Elle veut que je sorte avec son frère. 
Elle joue les entremetteuses.


----------



## Kajeetah

Elle veut me maquer avec son frère (très familier et jeune, sûrement très franco-français aussi ça dépend vraiment du personnage!)


----------



## Youpi_Banane

Kajeetah said:


> Elle veut me maquer avec son frère (très familier et jeune, sûrement très franco-français aussi ça dépend vraiment du personnage!)



"Elle veut me caser avec son frère" est peut être plus neutre.


----------



## DearPrudence

Youpi_Banane said:


> "Elle veut* me caser avec* son frère" est peut être plus neutre.


C'est aussi ce que j'aurais dit. C'est familier aussi, mais moins "jeune" que "maquer".


----------



## Youpi_Banane

Il me semble que maquer n'est plus vraiment utilisé par les "jeunes" (en tout cas ceux que je cotoie). Au contraire, ce verbe fait penser aux films d'Audiard (père) où il est utilisé au sens premier du terme.


----------



## Kajeetah

Ca se disait encore quand j'étais jeune, mais c'est vrai que ça fait un bail maintenant. 
Et c'était plutôt dans des phrases du genre "Il est maqué?" (= il a une copine?)
_caser_


----------



## Youpi_Banane

Je connais plutôt cette forme moi aussi !

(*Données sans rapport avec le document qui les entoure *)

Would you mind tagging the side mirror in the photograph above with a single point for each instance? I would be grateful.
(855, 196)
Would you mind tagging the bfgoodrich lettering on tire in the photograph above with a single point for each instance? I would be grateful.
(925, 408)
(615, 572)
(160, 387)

Si on se refère à WR, la copine ne serait vraiment pas une bonne copine !


----------



## ShineLikeStars

Youpi_Banane said:


> "Elle veut me caser avec son frère" est peut être plus neutre.



Merci beaucoup à vous tous pour vos excellentes suggestions, j'ai appris de nouveaux mots ! 

Si je comprends bien, _Elle veut me caser avec son frère_ est plus neutre. Sauriez-vous si ce serait possible d'employer _caser_ au Canada ? Je cherche un terme qui puisse s'employer sur les deux côtés de l'Atlantique.


----------



## Youpi_Banane

Caser est plus neutre en termes de niveau de langage, maquer étant plutôt vulgaire. Attention toutefois, utiliser caser montre son manque d'intérêt pour la rencontre.


----------



## ShineLikeStars

Youpi_Banane said:


> Attention toutefois, utiliser caser montre son manque d'intérêt pour la rencontre.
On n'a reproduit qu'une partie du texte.